Well, now you're just being silly...


----------



## Wildblue (Mar 20, 2008)

I program and sell professional URC universal remotes. There's a saying-- "you can have your remotes high-powered, reliable, or cheap. But you can only get two of those three. You get to choose." 

I can make a URC remote control just about anything you want, in as few button pushes as you like. I just got two Hoppers, and I've got my own URC remotes working great.


----------



## hdaddikt (Jul 2, 2005)

Virtually no change between my 722k and the Hopper. Harmony One works perfectly with it. 
The most amazing thing is I have a Harmony _*300*_ working a Joey, Samsung LCD, Panasonic Blue Ray and a Vizio Sound Bar in the bedroom. No macros except for ON and OFF. 
What is really strange, is during the programming the Logitech software said the Dish remote would need to program the 300 manually. It did not respond to any commands from the Dish remote to 300. But it kept the Joey in the device list. When it finished updating software everything worked!
I do have to switch between the Joey and the Vizio to control the volume. A matter of pushing one of two buttons. Only issue. I may not have all the functions of any of these at my fingertips, but after 2 weeks of use, it apparently has all I need.


----------



## patmurphey (Dec 21, 2006)

What is ridiculous is posting threads with titles like this one where the poster doesn't know what he is talking about - and is wrong.


----------



## Cholly (Mar 22, 2004)

I haven't gotten around to reprogramming my bedroom Harmony 676 as yet in my changeover from Time Warner Cable to Dish w/Hopper. Programming the remote for my equipment has been more than just a chore. Pioneer VSX-521 AVR, Vizio E3D42GVX 3D TV, Dish Hopper, TiVo Premier DVR (antenna only), Insignia HD Radio Tuner, Panasonic DMP-BD210 3D Blu-ray player and Toshiba HD DVD player. The Logitech database is woefully inadequate for all these devices except the HD Radio tuner, and to some degree, the TiVo. I've written to Logitech tech support about some of the issues, and they've been downright arrogant about their database. Learning all these devices and setting them up for specific activities is a king sized pain. It would probably be easier to program my old URC MX-500 (which Remote Central still says is one of their favorite universal remotes).


----------



## hdaddikt (Jul 2, 2005)

Most of us are very happy with our Harmony remotes and have been programming a myriad of devices over the years with little issue.
I had an issue with swollen batteries and poor charging on my first 'ONE' and Logitech sent me a new one when I was over a year out of warranty. New one works as it should.
Can not explain the issues others are having. I have seen problems using the wrong device type, having more than one device in the same category when they are not the same, but those types of problems have been rare and usually the result of my own brain freeze.


----------



## djlong (Jul 8, 2002)

patmurphey said:


> What is ridiculous is posting threads with titles like this one where the poster doesn't know what he is talking about - and is wrong.

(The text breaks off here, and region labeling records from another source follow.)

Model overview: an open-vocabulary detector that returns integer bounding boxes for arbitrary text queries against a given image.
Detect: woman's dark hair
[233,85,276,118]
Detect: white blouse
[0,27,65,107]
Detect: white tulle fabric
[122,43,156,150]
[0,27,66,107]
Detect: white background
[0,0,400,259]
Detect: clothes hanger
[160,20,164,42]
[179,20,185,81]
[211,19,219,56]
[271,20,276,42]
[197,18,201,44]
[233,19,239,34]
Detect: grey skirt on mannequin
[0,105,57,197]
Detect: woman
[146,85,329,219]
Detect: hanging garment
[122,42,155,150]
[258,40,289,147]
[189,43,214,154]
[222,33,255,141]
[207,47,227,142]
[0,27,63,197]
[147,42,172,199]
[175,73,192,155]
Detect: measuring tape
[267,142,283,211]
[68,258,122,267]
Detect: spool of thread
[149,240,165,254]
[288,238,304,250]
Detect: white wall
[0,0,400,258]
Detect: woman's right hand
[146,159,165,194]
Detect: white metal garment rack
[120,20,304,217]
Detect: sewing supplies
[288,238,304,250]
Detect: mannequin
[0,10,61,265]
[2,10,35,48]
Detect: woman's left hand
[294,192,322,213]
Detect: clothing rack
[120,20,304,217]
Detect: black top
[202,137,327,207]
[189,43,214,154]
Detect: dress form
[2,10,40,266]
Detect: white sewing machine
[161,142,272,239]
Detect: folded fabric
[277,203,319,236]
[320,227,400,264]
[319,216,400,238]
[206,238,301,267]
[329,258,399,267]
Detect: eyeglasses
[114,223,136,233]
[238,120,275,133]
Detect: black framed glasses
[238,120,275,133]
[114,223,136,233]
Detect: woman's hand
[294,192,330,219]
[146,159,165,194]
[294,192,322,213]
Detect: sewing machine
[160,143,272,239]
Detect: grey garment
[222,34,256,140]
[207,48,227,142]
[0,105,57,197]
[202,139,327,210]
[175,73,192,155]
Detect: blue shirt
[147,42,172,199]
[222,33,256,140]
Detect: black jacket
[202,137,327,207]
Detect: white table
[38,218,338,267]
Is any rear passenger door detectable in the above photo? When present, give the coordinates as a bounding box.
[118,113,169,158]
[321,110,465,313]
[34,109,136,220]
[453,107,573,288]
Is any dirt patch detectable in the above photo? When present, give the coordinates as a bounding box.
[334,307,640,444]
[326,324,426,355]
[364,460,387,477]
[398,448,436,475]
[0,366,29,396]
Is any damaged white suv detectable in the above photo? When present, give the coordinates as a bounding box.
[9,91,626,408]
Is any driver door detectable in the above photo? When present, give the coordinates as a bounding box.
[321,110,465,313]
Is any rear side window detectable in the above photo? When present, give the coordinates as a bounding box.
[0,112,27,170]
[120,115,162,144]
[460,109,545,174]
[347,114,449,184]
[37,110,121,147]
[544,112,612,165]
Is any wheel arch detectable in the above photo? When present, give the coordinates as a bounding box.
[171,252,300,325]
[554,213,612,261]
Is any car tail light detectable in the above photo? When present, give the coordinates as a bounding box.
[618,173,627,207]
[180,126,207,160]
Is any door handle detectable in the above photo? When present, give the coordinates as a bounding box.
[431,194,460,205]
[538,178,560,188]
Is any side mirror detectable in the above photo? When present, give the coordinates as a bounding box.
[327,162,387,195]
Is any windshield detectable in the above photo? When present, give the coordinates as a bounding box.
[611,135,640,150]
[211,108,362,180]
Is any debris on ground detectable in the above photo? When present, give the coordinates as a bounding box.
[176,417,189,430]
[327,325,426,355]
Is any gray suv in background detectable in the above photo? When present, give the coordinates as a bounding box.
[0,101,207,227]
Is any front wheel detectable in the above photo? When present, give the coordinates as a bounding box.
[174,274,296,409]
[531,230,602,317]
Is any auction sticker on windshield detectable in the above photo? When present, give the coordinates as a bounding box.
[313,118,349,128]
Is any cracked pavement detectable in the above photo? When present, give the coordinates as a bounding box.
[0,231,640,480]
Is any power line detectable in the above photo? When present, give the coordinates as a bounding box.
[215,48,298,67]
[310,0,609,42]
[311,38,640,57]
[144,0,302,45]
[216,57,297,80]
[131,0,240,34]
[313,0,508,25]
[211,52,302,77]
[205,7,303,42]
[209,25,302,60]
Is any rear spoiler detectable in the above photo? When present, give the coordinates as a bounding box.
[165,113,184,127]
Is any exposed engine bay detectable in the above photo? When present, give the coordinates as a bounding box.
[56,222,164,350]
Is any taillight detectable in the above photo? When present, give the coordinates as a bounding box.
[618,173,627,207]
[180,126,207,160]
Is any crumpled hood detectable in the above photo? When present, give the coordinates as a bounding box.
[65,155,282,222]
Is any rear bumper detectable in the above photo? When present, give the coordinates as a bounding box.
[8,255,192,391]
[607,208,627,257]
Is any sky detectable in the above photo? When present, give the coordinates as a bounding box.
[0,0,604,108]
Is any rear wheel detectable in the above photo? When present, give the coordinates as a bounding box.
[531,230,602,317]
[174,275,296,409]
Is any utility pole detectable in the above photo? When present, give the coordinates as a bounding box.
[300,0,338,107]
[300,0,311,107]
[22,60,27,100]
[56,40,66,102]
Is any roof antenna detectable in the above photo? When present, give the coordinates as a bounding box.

I'm the one that started this thread and I stand by every word I wrote.

The Logitech software, freshly downloaded from their site, did NOT know that a Joey changes channels. To this day I have it thinking that it's a Hopper changing the channels. The Hopper in this room is set so that it takes no IR signals. I manually programmed the PC Media Center codes into the Harmony so that the UNCHANGEABLE extra codes that Logitech puts in when dealing with a "Media Center PC" wouldn't apply.

It took me a while to construct this workaround and I'm happy to say that everything is working.

...but I know damn well what I'm talking about. And in my 35 years of software development, I've never let out a piece of software with such a glaring hole in it. I could understand if Logitech didn't have the Joey in their database. But to have it, accept it and then say I don't have anything that changes channels?

Yes, I'm happy with my Harmony One. However, that being said, I would not recommend it for someone who isn't technically inclined. At the very least, they need someone to program it for them - even with the supposed 'easy' software provided.


----------



## hdaddikt (Jul 2, 2005)

You raise good points, what exactly is being programmed with a Hopper or Joey is not crystal clear in my mind.
When I programmed my H-One for the Hopper, I had no real concern about the Joey, since I would not be the using the ONE with the Joey.
When I programmed the 300 for the Joey, the programming routine has me do a manual (remote to remote) procedure, which failed! And yet the Joey remained in the device list, and following the final software update the Joey worked just fine with the 300. 
Sometimes it can be just as difficult, if not more so, to explain why some things happen as to why they did not.


----------



## Stewart Vernon (Jan 7, 2005)

_Friendly moderator reminder... attack the topic, not the forum members. If you don't like the topic, don't participate._


----------



## ChAoTiCpInOy (Jan 27, 2011)

I had no problems configuring my Harmony One and 880 to use a Hopper and Joey respectively. They do everything the remote does (except PIP which I need to reconfigure).


----------